6Conclusion : l’auteur mobilise une information riche et abondante pour situer l’influence économique croissante de l’État dans les pays de l’OCDE à partir de la fin de la Seconde Guerre mondiale. Globalement, de 1945 jusqu’au milieu des années 1990, la part de l’État augmente et se stabilise ensuite. Ce constat prouve l’importance de l’État dans les sociétés néolibérales : « Le néolibéralisme n’a pas tout emporté. » [p. 115] En revanche, même si le néolibéralisme n’a pas emporté l’État, nos sociétés ont profondément changé depuis trois décennies. La concurrence, comme mode de coordination des agents, s’est généralisée, elle s’applique aussi bien à la sphère privée que publique. L’actionnariat se développe et la part des dividendes par rapport à la valeur ajoutée augmente. En revanche, toujours par rapport à la valeur ajoutée, les investissements et la part des salaires diminuent. Les faits circonstanciés présentés par Ramaux illustrent clairement l’importance économique de l’État contemporain, même si, par rapport aux Trente Glorieuses, ses actions et ses priorités ont muté. Les politiques fondées sur la demande et la lutte contre les inégalités disparaissent au profit de politiques de l’offre associées à la mise en place d’une architecture institutionnelle favorable aux mécanismes de concurrence.
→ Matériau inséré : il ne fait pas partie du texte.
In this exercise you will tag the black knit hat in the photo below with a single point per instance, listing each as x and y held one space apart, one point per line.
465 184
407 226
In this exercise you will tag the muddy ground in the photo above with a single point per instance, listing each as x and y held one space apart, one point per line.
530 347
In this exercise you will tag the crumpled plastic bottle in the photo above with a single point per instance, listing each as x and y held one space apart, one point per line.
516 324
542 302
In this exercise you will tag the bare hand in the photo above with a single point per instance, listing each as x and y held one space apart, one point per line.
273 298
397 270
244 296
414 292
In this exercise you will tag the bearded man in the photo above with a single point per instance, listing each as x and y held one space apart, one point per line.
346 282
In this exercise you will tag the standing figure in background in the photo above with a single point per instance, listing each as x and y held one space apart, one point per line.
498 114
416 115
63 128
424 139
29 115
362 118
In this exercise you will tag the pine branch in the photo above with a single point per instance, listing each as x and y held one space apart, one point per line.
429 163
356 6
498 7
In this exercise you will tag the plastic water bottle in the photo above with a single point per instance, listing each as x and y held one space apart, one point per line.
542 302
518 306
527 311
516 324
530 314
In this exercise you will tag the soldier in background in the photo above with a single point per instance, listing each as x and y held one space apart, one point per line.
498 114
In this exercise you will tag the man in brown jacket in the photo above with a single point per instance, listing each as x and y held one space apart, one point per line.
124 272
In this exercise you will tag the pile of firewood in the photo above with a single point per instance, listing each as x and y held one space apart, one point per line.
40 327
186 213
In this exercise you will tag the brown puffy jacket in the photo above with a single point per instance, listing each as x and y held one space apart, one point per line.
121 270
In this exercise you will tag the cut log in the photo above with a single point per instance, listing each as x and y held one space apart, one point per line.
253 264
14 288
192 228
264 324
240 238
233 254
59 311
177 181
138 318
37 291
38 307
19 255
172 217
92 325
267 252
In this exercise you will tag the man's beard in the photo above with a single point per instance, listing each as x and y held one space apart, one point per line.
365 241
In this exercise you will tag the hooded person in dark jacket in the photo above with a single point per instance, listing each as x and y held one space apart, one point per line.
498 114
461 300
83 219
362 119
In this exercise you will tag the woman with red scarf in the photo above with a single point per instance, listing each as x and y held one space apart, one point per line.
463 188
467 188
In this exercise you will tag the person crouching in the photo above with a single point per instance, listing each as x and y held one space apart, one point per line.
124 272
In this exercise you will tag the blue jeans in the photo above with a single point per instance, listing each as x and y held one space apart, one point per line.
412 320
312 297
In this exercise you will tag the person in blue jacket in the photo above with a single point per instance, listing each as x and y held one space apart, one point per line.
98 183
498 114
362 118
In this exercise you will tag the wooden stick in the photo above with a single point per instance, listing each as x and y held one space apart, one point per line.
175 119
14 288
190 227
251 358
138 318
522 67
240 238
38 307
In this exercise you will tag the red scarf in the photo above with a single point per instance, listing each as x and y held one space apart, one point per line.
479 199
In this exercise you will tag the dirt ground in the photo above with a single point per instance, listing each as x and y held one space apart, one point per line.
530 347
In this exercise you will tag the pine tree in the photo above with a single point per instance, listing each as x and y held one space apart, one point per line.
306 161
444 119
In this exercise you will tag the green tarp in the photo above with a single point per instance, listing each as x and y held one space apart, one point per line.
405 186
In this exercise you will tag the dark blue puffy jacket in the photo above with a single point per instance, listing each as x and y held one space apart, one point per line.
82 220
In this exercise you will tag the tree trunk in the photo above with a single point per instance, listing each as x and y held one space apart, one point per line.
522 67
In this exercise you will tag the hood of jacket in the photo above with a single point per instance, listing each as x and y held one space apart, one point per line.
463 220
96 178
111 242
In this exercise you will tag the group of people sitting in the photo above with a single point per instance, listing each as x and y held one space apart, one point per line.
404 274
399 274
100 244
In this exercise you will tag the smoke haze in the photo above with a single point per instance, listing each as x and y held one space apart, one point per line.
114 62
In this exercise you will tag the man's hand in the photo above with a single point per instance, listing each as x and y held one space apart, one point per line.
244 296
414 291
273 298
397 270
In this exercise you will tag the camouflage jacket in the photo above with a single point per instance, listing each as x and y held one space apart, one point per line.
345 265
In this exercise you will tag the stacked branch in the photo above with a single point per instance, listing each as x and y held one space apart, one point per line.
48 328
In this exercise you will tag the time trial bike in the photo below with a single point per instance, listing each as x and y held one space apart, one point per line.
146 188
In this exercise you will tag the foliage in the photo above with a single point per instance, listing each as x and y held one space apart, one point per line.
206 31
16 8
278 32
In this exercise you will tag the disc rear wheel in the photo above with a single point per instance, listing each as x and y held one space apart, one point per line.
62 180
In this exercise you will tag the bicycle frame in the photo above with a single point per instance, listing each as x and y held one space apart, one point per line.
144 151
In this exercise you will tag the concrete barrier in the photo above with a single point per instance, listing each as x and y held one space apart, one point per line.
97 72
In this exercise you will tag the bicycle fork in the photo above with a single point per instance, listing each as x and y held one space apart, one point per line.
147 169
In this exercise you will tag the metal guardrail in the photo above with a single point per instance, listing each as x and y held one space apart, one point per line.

7– La troisième partie analyse différents mouvements théoriques pour justifier la nécessité de penser une théorie de l’État social. Pour Ramaux, l’essentiel des théories économiques ne disposent pas d’une théorie « autonome » et, à ce titre, la pensée néoclassique est certainement la plus caricaturale. Pour l’analyse néoclassique, l’économie possède ses propres lois. Elles déterminent le fonctionnement d’un ensemble de marchés concurrentiels et coordonnent les préférences d’individus autonomes. Absent du modèle séminal, l’État est même néfaste dans la mesure où il perturbe lesdites lois. Certes les néokeynésiens mâtinent le modèle et, selon eux, l’État corrigerait les dysfonctionnements de l’autorégulation marchande. Quoi qu’il en soit, l’État n’a pas réellement de place et reste fondamentalement impensé. Le rôle central attribué à la dynamique du capital dans l’analyse marxienne ne permet pas non plus de penser l’État social. Certes, l’État joue un rôle essentiel, mais il n’enclenche pas la dynamique en question, il la sert. Avec des nuances, Ramaux fait le même type de reproche à l’école française de la Régulation, même si elle porte des germes de salut, et les seuls courants théoriques ayant des principes féconds pour penser l’État social seraient keynésien et post-keynésien. Pour ces derniers, « le marché, la concurrence, le capital lui-même a des vertus […], mais ils ne peuvent pas tout faire, on ne peut tout leur confier, leur champ de compétences est limité » [p. 190]. L’État dispose alors du champ de compétence qui boucle le système pour atteindre le plein emploi.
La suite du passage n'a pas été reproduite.